Он словно не слышал меня и все бубнил о своих добрых делах: дыра у Нориса, надел Фискера, зерно Мэри Грант, молочные кувшины, крыша притвора.
— Все, мужчины и женщины, обязаны печься о своем личном благе, — перебил я его, — и следовать заветам Божьим.
“А решения принимает Бог”, — добавил я про себя, и когда решение принято, сотканные из воздуха духи пускаются во все тяжкие, лишь бы досадить Всевышнему. Если Бог сочтет, что жизнь человека подошла к концу, духи — их должно быть много, иначе не справятся — подстроят так, что жизнь эта будет длиться мучительно долго. Среди людей тоже полно настырных и умеющих втереться в доверие, и в этой толпе отыщется ли просвет для парней вроде Картера, достойных лучшей участи?
— Тела нет, — сказал Картер. — Что, если он все еще жив?
— Ты предполагаешь, что он жив, утверждая, что сам его убил.
— Но тела же нет.
До чего же ловок человеческий ум, ему нипочем оседлать две противоположные истины зараз, как если бы ночью приснились два сна одновременно.

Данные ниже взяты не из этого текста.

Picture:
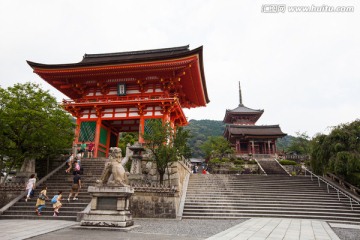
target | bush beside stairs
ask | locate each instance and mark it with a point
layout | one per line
(60, 181)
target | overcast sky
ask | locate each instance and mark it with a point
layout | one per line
(302, 68)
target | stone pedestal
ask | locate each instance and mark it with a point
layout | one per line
(26, 170)
(109, 207)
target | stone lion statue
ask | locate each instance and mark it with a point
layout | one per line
(115, 169)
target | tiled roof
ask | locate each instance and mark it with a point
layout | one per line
(254, 130)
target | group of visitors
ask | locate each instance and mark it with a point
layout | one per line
(55, 201)
(89, 148)
(204, 169)
(73, 162)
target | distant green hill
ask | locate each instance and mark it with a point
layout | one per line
(200, 130)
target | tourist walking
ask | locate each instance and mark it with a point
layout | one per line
(75, 187)
(77, 167)
(90, 149)
(30, 186)
(69, 163)
(56, 201)
(82, 149)
(40, 202)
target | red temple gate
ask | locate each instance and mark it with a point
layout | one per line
(117, 92)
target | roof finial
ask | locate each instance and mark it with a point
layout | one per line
(240, 96)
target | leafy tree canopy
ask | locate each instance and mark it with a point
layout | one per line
(300, 144)
(216, 147)
(166, 145)
(32, 125)
(338, 152)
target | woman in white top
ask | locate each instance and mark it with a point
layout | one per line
(30, 185)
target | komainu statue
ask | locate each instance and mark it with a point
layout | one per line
(115, 169)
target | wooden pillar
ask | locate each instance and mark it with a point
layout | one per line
(97, 136)
(274, 147)
(166, 118)
(141, 129)
(77, 131)
(252, 147)
(238, 149)
(108, 142)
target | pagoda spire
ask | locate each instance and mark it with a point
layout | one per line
(240, 104)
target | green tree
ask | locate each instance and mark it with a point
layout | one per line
(32, 124)
(126, 138)
(216, 147)
(338, 152)
(166, 145)
(300, 144)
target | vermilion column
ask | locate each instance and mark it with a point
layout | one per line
(77, 130)
(97, 136)
(141, 129)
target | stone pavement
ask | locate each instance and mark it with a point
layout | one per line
(278, 228)
(252, 229)
(23, 229)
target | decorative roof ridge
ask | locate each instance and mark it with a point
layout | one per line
(242, 105)
(181, 48)
(254, 126)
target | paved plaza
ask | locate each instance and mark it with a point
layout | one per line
(190, 229)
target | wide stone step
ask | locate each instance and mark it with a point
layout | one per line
(329, 218)
(236, 196)
(249, 196)
(45, 216)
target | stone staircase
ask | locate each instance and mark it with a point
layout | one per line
(60, 181)
(239, 196)
(271, 167)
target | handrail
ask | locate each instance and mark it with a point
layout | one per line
(23, 194)
(355, 190)
(260, 167)
(331, 185)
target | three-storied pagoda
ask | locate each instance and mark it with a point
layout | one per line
(245, 136)
(117, 92)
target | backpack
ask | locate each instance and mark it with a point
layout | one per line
(77, 167)
(42, 196)
(54, 199)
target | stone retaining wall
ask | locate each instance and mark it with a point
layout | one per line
(151, 201)
(154, 204)
(9, 191)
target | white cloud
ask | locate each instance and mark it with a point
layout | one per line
(301, 68)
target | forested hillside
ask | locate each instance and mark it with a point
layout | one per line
(200, 130)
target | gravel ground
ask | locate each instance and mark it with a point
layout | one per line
(186, 227)
(150, 229)
(164, 229)
(347, 234)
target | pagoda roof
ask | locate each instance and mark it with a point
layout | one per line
(149, 66)
(254, 130)
(242, 110)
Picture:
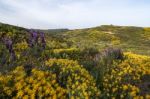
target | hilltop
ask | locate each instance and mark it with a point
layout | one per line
(92, 63)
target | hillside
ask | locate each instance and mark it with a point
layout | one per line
(134, 39)
(105, 62)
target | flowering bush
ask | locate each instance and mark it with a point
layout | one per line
(126, 79)
(62, 79)
(78, 82)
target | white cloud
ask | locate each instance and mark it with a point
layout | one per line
(73, 13)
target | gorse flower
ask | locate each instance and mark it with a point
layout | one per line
(34, 38)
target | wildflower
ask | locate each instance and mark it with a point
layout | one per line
(42, 39)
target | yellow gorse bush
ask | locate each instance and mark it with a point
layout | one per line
(77, 81)
(123, 80)
(63, 79)
(40, 84)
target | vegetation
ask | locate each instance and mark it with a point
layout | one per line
(106, 62)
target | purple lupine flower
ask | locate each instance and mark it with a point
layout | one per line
(43, 39)
(12, 55)
(33, 38)
(9, 46)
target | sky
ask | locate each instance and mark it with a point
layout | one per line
(73, 14)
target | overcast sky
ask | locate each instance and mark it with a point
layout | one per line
(73, 14)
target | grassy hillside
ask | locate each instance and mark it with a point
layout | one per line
(75, 64)
(134, 39)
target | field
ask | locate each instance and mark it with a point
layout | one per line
(105, 62)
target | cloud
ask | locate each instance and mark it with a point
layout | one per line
(74, 13)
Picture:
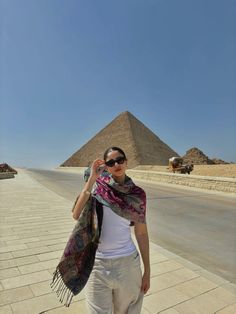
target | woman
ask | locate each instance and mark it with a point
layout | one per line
(116, 284)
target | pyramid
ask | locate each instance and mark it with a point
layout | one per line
(197, 157)
(140, 144)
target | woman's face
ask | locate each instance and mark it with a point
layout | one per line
(120, 165)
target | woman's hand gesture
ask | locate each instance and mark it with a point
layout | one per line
(97, 168)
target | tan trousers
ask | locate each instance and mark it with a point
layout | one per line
(114, 286)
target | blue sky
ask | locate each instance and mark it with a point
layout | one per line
(68, 67)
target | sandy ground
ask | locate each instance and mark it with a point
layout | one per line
(228, 170)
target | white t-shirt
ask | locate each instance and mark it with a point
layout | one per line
(115, 240)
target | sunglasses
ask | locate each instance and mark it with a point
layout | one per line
(110, 163)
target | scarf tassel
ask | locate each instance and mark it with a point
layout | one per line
(62, 291)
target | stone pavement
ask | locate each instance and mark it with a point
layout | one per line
(35, 224)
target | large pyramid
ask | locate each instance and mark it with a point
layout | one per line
(141, 145)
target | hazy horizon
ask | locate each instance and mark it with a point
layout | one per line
(68, 68)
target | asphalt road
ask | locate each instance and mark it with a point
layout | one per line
(199, 226)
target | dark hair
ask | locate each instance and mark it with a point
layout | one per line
(111, 149)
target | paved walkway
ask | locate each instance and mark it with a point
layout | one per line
(35, 224)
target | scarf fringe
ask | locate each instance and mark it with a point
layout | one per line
(62, 291)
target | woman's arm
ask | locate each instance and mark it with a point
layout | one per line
(141, 234)
(85, 193)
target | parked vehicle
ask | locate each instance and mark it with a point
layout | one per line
(176, 165)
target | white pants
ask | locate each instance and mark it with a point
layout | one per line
(114, 286)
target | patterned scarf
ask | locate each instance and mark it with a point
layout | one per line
(76, 264)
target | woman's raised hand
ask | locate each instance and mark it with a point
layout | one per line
(97, 168)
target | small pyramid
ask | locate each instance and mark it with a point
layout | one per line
(140, 144)
(197, 157)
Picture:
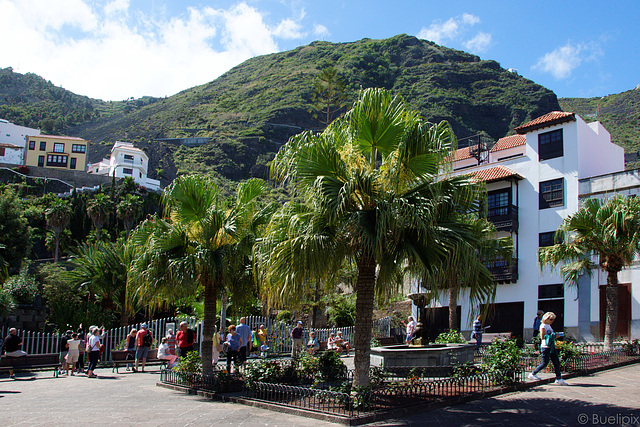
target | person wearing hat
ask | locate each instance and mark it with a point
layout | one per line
(296, 336)
(142, 349)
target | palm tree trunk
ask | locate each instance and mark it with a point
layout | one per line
(365, 287)
(453, 309)
(208, 327)
(611, 292)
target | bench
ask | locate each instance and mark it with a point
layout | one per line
(32, 361)
(119, 357)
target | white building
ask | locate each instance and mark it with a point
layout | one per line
(13, 142)
(603, 187)
(126, 160)
(532, 183)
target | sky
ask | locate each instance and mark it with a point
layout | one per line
(118, 49)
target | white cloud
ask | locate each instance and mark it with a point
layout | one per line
(453, 30)
(106, 56)
(480, 43)
(320, 30)
(561, 62)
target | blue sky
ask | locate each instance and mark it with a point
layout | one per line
(116, 49)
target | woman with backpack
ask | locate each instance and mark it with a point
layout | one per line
(548, 349)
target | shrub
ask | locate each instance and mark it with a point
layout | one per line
(502, 357)
(450, 337)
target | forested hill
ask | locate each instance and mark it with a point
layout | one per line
(255, 107)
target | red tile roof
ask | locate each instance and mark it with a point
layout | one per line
(5, 145)
(549, 119)
(496, 173)
(71, 138)
(509, 142)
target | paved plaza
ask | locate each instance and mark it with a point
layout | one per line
(607, 398)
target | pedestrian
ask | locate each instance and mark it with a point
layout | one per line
(411, 328)
(185, 338)
(477, 331)
(73, 346)
(163, 354)
(296, 337)
(548, 349)
(144, 341)
(233, 344)
(94, 346)
(245, 333)
(12, 344)
(81, 356)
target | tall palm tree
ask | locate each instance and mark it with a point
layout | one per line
(128, 210)
(370, 181)
(58, 215)
(608, 230)
(99, 209)
(196, 247)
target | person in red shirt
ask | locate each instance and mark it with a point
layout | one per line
(186, 338)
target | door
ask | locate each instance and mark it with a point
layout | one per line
(623, 325)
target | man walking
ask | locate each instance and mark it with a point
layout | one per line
(296, 336)
(12, 344)
(244, 332)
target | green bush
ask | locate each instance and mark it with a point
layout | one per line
(502, 357)
(451, 337)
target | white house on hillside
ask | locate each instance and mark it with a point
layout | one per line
(532, 183)
(13, 142)
(126, 160)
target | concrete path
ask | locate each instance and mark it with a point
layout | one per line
(608, 398)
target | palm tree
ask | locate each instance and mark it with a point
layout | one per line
(98, 210)
(373, 196)
(608, 230)
(196, 247)
(58, 216)
(128, 210)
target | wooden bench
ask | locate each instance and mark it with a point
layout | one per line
(119, 358)
(32, 361)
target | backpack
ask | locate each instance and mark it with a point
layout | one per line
(147, 339)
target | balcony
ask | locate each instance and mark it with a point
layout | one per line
(505, 218)
(502, 271)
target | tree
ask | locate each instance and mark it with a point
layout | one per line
(98, 210)
(329, 95)
(196, 247)
(370, 182)
(15, 233)
(58, 215)
(608, 230)
(128, 210)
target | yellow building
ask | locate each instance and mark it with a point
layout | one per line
(56, 152)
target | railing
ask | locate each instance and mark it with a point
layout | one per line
(503, 271)
(505, 218)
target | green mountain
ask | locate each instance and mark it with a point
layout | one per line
(251, 110)
(619, 114)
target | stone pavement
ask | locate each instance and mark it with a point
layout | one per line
(607, 398)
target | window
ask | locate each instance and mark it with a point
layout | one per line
(548, 239)
(57, 161)
(550, 145)
(498, 202)
(78, 148)
(552, 193)
(551, 291)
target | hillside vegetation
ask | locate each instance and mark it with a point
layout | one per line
(255, 107)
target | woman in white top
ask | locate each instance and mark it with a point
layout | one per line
(548, 349)
(163, 353)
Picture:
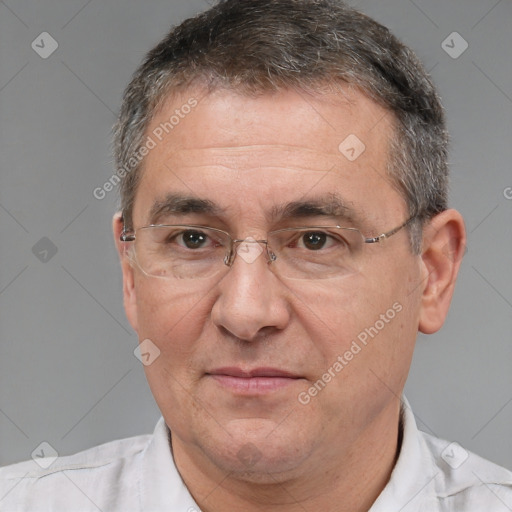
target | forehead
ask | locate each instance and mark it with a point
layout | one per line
(260, 151)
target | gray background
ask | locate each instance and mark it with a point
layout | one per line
(68, 375)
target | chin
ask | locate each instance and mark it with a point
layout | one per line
(264, 456)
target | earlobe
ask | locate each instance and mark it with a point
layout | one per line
(443, 250)
(129, 294)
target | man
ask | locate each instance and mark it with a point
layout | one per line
(284, 236)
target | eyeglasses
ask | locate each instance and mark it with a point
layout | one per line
(198, 252)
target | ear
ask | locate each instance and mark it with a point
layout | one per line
(129, 294)
(444, 245)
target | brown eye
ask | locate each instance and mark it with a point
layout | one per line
(193, 239)
(314, 240)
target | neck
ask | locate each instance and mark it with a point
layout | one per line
(352, 478)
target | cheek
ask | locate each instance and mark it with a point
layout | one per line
(171, 317)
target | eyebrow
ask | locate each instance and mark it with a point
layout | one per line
(331, 205)
(177, 204)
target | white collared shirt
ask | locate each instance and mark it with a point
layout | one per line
(139, 474)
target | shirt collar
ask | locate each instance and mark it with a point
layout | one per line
(160, 484)
(411, 486)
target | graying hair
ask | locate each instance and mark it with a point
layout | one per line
(261, 46)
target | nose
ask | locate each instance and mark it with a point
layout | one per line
(251, 301)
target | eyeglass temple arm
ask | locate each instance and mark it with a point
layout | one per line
(383, 236)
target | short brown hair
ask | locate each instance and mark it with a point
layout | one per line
(260, 46)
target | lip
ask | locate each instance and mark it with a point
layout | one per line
(252, 382)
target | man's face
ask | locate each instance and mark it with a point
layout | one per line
(252, 157)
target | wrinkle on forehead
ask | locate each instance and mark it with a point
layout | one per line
(255, 157)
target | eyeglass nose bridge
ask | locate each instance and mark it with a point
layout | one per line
(248, 256)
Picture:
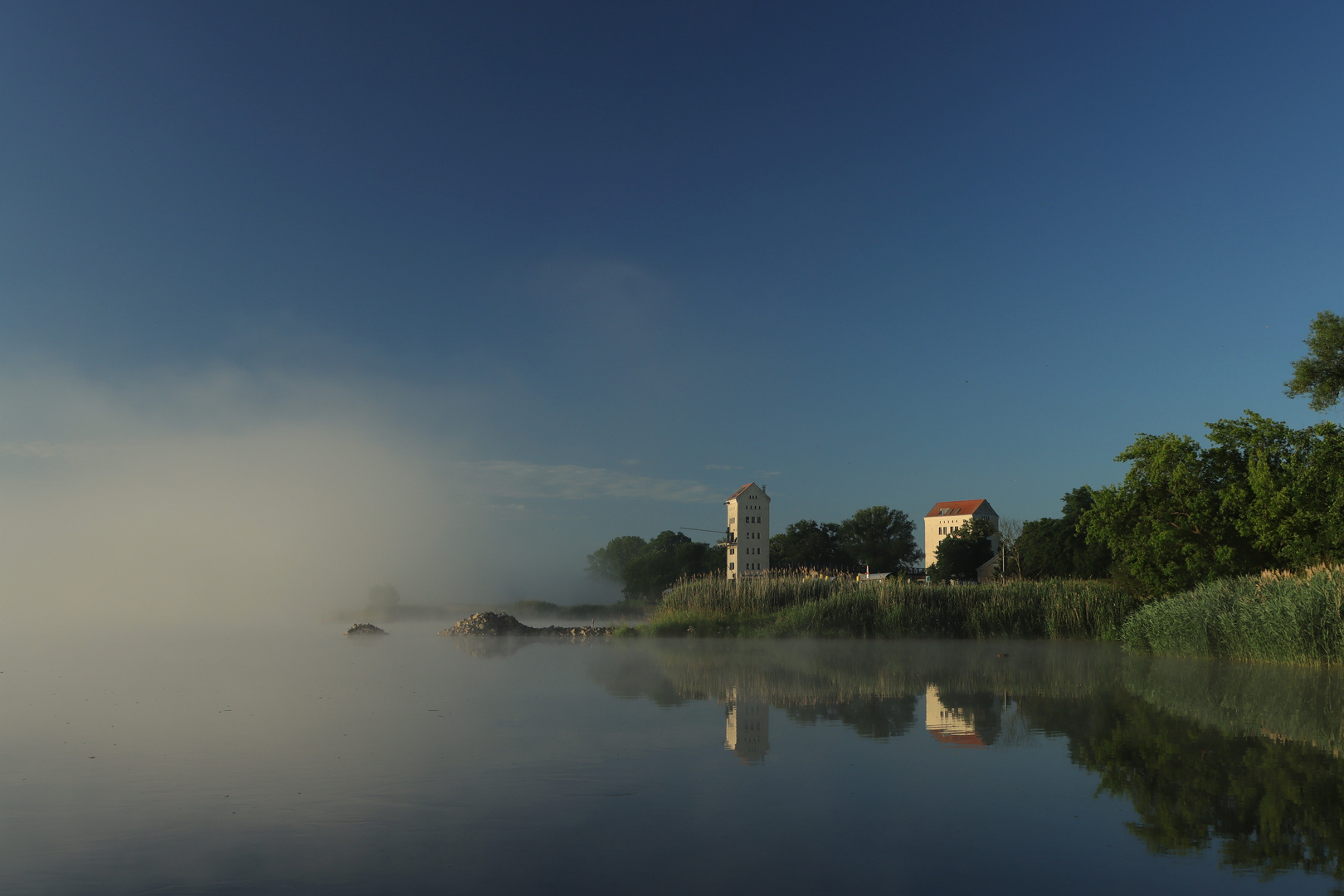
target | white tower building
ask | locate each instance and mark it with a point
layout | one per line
(749, 533)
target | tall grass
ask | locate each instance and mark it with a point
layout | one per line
(1272, 617)
(804, 605)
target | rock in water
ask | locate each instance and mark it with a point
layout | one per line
(504, 624)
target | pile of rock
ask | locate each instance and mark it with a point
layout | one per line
(504, 624)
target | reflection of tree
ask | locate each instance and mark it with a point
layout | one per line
(1177, 739)
(1268, 805)
(869, 715)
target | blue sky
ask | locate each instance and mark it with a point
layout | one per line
(596, 265)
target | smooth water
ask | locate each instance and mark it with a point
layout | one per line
(304, 762)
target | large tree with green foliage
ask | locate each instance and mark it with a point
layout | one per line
(1262, 494)
(645, 568)
(808, 544)
(960, 553)
(1054, 548)
(1166, 523)
(880, 538)
(1320, 373)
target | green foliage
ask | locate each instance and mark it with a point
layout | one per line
(962, 553)
(645, 568)
(800, 605)
(1322, 373)
(1261, 496)
(808, 544)
(1269, 618)
(879, 538)
(1166, 523)
(1055, 548)
(1283, 488)
(611, 561)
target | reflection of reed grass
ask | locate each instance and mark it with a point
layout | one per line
(1281, 702)
(802, 672)
(1278, 617)
(802, 605)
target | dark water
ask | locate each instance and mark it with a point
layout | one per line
(301, 762)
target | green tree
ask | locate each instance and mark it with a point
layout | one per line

Не в характере Картера было метаться и морочить себе голову, человеком он был простым, а его мысли всегда складывались в короткие прямые строчки. Меня беспокоил порез у его уха и то, что Картера трясет, — впрочем, дрожь внезапно прекратилась; мы оба умолкли. В тишине было слышно, как дождь стекает по оконному стеклу.
— Завтра, — шепнул Картер подавленно, — пойду и посмотрю, как нам убрать то дерево из реки.
Я кивнул самому себе, закрыл глаза. Он имел в виду дерево, рухнувшее у Западных полей. Это была единственная епитимья, что я на него наложил, и он решил, что я наказываю его за убийство Ньюмана, хотя я имел в виду лишь ложное самообвинение. Впрочем, какая разница, покуда исполнение епитимьи представлялось Картеру работой довольно опасной — в холоде, сырости — и неблагодарной, вдобавок только эту епитимью он мог исполнить на реке — на месте смерти Ньюмана, в чем мы были почти уверены, а Картеру было необходимо физически ощущать, как он наказывает себя, до тех пор, пока он этим не пресытится.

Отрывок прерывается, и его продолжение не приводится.